Simplifying the PC for users, so that it offers an experience more akin to using a smartphone, appears to be the goal for the next version of Windows. "The PC has become the focal device inside the home and the working environment," explains McQuire. But, he says, Windows 10, the company's current operating system, remains quite complex. "It's a big, multi-layered, but highly functional operating system that I think Microsoft will try and simplify," he adds. "We may see much more stripped-down UI oriented around a much more modern experience."
Winners and losers of the new Windows operating system
The new Windows is likely to be tailor-made for the current generation of digital natives who are used to working from mobile devices, and could now get a similar experience from their PC, says Ried. "If you had a chance to visit China, for example, you see the majority of people not having a traditional PC, the device of choice is a smartphone and a tablet," he says.
However for those who are already using Microsoft legacy software, the switch may be less appealing. "Obviously, the one side of the coin is that you want your install base, and it's a big install base, on [the new] platform as quickly as possible," McQuire says. "The flipside of that is that the users that are potentially on legacy hardware or older versions of hardware may not get the right experience that Microsoft is crafting with the new Windows."

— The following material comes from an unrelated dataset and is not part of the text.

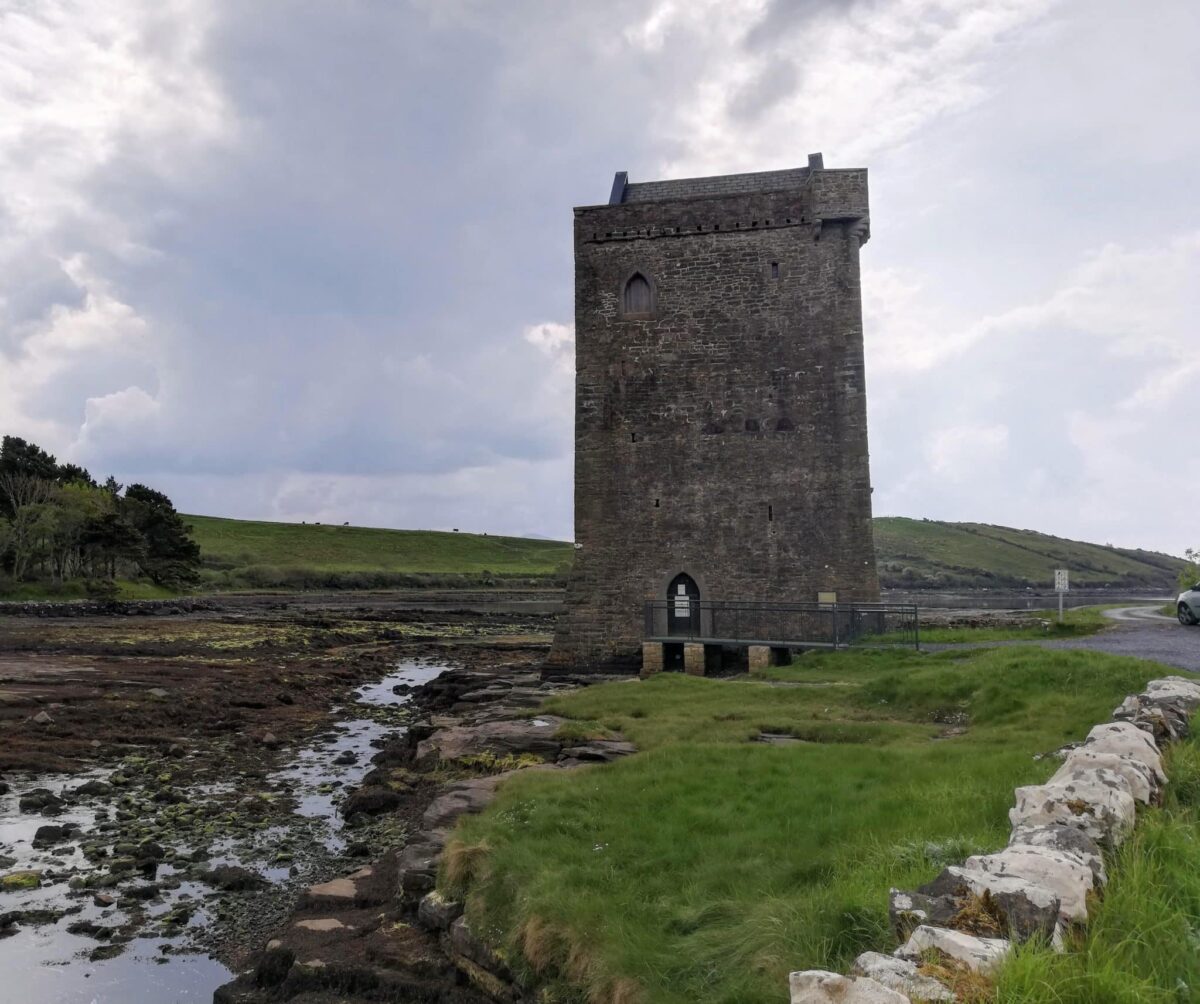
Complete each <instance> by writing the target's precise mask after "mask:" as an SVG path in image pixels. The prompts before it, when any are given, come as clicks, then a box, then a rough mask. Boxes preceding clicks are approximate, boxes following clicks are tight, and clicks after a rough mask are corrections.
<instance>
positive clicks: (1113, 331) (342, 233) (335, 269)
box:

Ried says convincing customers to switch from Windows 7 to Windows 10 was a lengthy process for Microsoft, and it may face similar issues this time around. "Look at the long, long, long tail it took to finally tie up Windows 7," he says. "They really had to increase maintenance fees, to say 'it's done, stop using it'. The same will happen to any major change in Windows."
Microsoft has previously made new products compatible with their predecessors to smooth the transition between versions. But given the magnitude of the expected change, this time the company could be tempted to create a standalone premium product, McQuire says. "We've seen Microsoft in the past focused on that backwards compatibility element," he explains. "We may see them break from that, it's unclear either way. Either strategy is a bit of a risk so it's just going to come down to bold decision making. Fundamentally, it'll be about the [user] experience and what they'll need to power that experience."